On the whole, the chart is discouraging to look at.

EVEN BIGGER? TOO, TOO BIG TO FAIL?

The group used info from the Financial Stability Board at the Bank of International Settlements to release another chart listing the 29 financial institutions the board deemed to be “globally systemically important.” Eight of those banks are in the United States, and of course one, Bank of America, is headquartered right here in Charlotte. These are the banks worldwide that are, ahem, too big to fail. Royal Bank of Scotland tops the list. BofA comes in at No. 12. Wells Fargo, which absorbed Wachovia, comes in at No. 20. Turns out these banks are even bigger than they were in 2008 when the shenanigans of some helped push the U.S. into a recession. Are they now too, too big to fail?

Fannie Flono

2 comments:

GottaBchittenme said...

Here's an animated unemployment map for every county in the U.S.

Watch the dates as it plays.

http://cohort11.americanobserver.net/latoyaegwuekwe/multimediafinal.html

kantstanzya said...

Ms. Flonno,

I'm trying to figure out what connection you are trying to make between rising unemployment and banks getting bigger? Because of the recession hundreds of smaller banks have failed or been bought out leaving fewer, larger ones in the marketplace. This happens in every industry in economic downturns.

You state "these banks are even bigger than they were in 2008 when the shennanigans of some helped push the U.S. into a recession." What exactly were these shennanigans you claim?
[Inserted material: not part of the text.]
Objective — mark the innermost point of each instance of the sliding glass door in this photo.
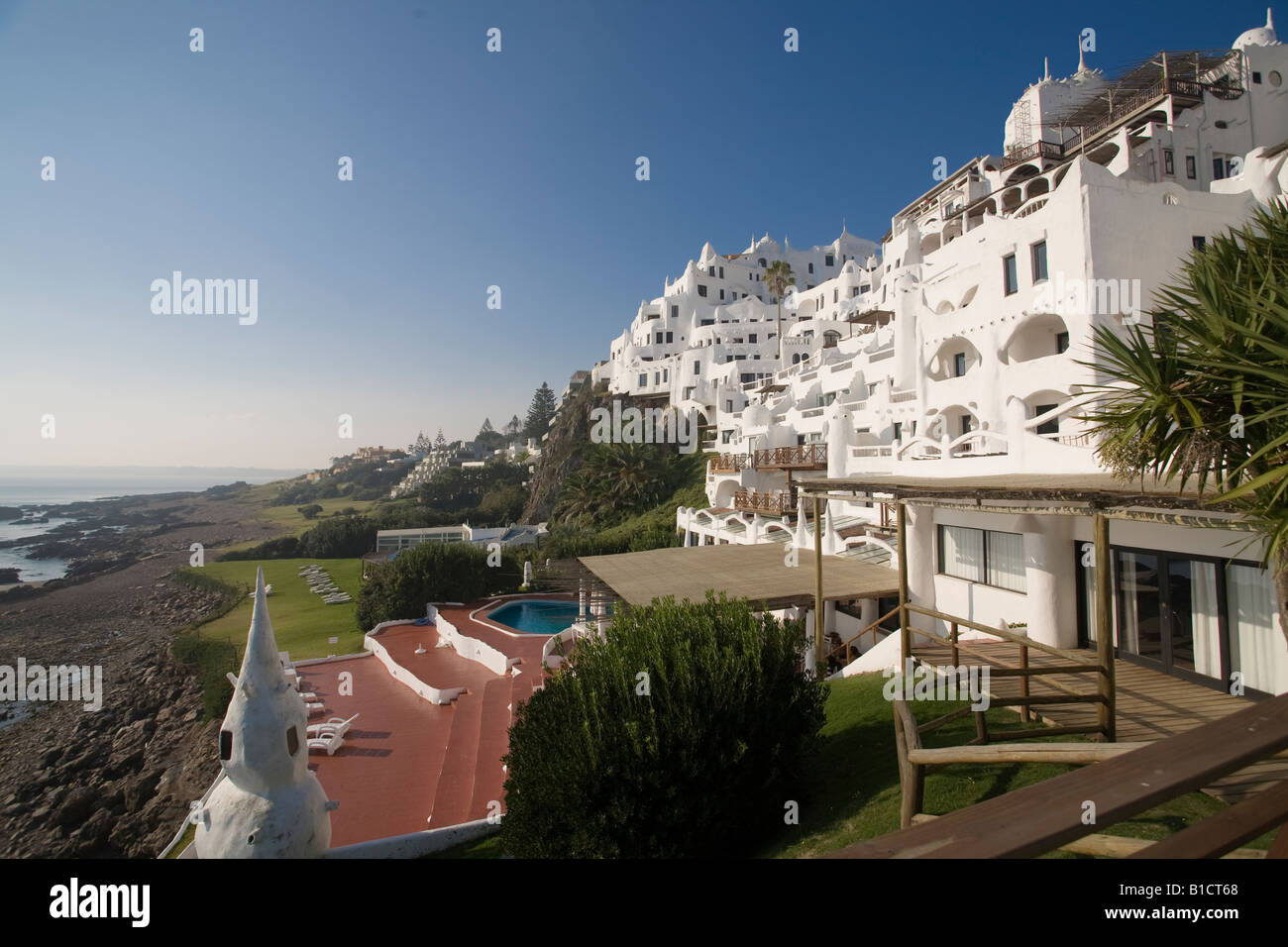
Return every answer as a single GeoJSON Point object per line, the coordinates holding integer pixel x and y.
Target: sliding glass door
{"type": "Point", "coordinates": [1168, 612]}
I don't remember any arrests. I don't remember any indictments.

The recession was caused by the busting of the housing bubble. The housing bubble was begun by the Federal governemnt who required private banks and Freddie and Fannie to make loans to people who couldn't pay them back to increase home ownership for low income people and people with bad credit. Because these loans were federally guaranteed Wall Street made what seemed like a quite rational risk/reward decision to bundle them together and use them as high return investment vehicles.

Obviously with the crash in housing prices this wasn't such a good decision. But there were no "shennanigans." There is blame to go around but the #1 villain was the Federal Government (under several administrations) meddling in the private sector and trying to influence who should recieve mortgages by forcing institutions to make these loans. The current administration is making things worse by continuing to meddle in the private sector.

No bank is "too big to fail". The U,S. Government, as we slip closer to Greece, Italy etc.financially with our debts and deficits is not too big to fail either.